A data de lançamento estava marcada para 5 de janeiro, e Meléndez-Badillo estava de férias com a família em Portugal. “Eu tinha prometido a minha esposa, ao meu filho, ao meu terapeuta que sairia do computador” durante as férias, ele ri. Mas quando Bad Bunny liga, você atende.
Meléndez-Badillo falou primeiro com um produtor que explicou a intenção do álbum: uma afirmação da identidade e cultura porto-riquenhas em relação ao colonialismo e deslocamento contínuos (o arquipélago caribenho é um território dos EUA desde 1898).
O projeto “foca em pessoas marginalizadas”, diz o historiador. “Benito estava muito interessado, por exemplo, em destacar a história de vigilância e repressão em Porto Rico.”
O professor da Universidade de Wisconsin-Madison escreveu à mão 74 páginas de notas, que depois digitou em um computador. Ele a entregou no dia de Ano Novo, após se comunicar por mensagens com os colaboradores do artista.
Os slides que acompanham a música de Bad Bunny vem no estilo do PowerPoint e cheios de texto, mas ainda assim são um curso intensivo acessível. Até o momento, o vídeo do single “Nuevayol” recebeu cerca de 58 milhões de visualizações. Ele se concentra na criação da primeira bandeira porto-riquenha. Os outros 16 receberam centenas de milhões de visualizações.
“Como acadêmicos, nossos livros são lidos apenas por nossos alunos”, ele ri, e “alguns colegas escrevem resenhas”. E embora seu objetivo seja “tirar a história da torre de marfim”, Meléndez-Badillo nunca imaginou em sua vida “a magnitude” que ela alcançaria.
O historiador recebeu fotos de clubes onde os vídeos são projetados: “Eles estão bebendo e dançando, e há uma história estranha no fundo. É surreal”, ele descreve. Para ele, também é uma ferramenta de ensino essencial.
O álbum de Bad Bunny destacou o quão pouco a história de Porto Rico é ensinada nas escolas públicas, muitas das quais fecharam nos últimos anos devido à crise da dívida e aos furacões devastadores que atingiram a ilha. As exibições são em espanhol: educativas para todos, mas, no fim das contas, são voltadas para os porto-riquenhos.
“Ele estava interessado em que essas histórias fossem lidas por pessoas em projetos sociais e bairros de classe trabalhadora”, diz Meléndez-Badillo. Cada vez mais politizado, Bad Bunny tem participado ativamente das eleições e movimentos porto-riquenhos.
Na última eleição presidencial dos EUA, ele apoiou Kamala Harris depois que um orador em um comício de Donald Trump menosprezou sua terra natal.

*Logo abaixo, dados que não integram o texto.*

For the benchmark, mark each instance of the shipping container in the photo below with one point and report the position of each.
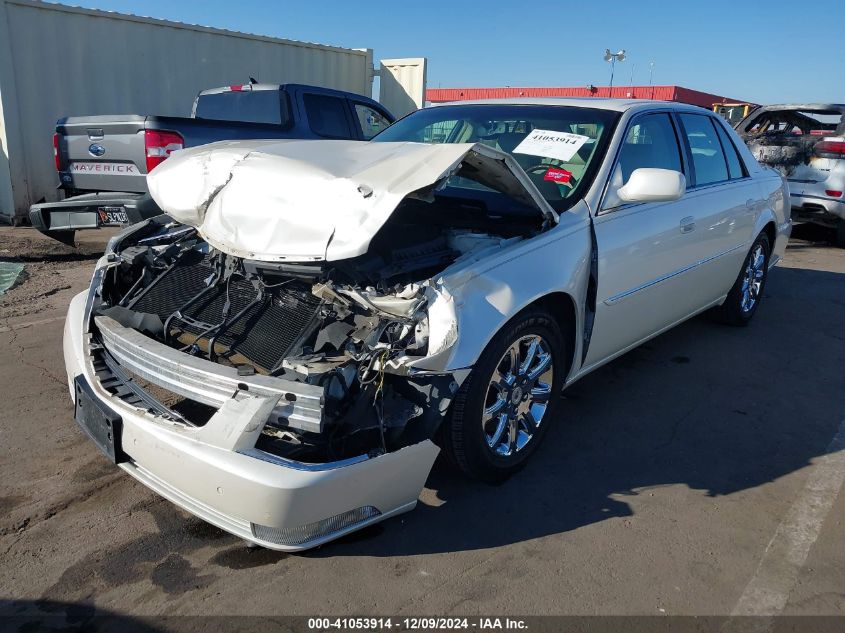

Bad Bunny fez vários curtas-metragens que ilustram os problemas porto-riquenhos, como as faltas endêmicas de energia, o sistema tributário que favorece estrangeiros e o deslocamento, tanto físico quanto cultural.

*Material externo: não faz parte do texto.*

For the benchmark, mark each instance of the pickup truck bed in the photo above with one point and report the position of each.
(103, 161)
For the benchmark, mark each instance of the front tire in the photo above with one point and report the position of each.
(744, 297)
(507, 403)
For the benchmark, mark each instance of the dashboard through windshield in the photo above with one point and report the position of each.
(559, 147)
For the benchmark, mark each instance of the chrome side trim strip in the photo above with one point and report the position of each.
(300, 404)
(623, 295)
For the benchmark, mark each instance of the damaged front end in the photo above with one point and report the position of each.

“Vimos Benito crescer sob os holofotes”, diz o professor. “Ele está mais consciente de ser um sujeito político e de usar sua plataforma para amplificar essas conversas.”
As lições de história em “Debí tirar más fotos” se estendem à celebração de sons e ritmos tradicionais porto-riquenhos, o que ajudou a trazer uma perspectiva positiva a um lugar frequentemente retratado por meio de desastres.
Esses ciclos de mídia raramente “permitem que os porto-riquenhos falem por si mesmos”, diz Meléndez-Badillo. “Eles reproduzem esses tropos coloniais muito problemáticos.” Com “Debí tirar más fotos”, Bad Bunny vira essa narrativa de cabeça para baixo.
“Isso força as pessoas a reconhecer a complexidade da identidade porto-riquenha”, diz o historiador. E, além do mais, é eminentemente dançante: “As músicas do Perreo são minhas favoritas”, ele diz maliciosamente.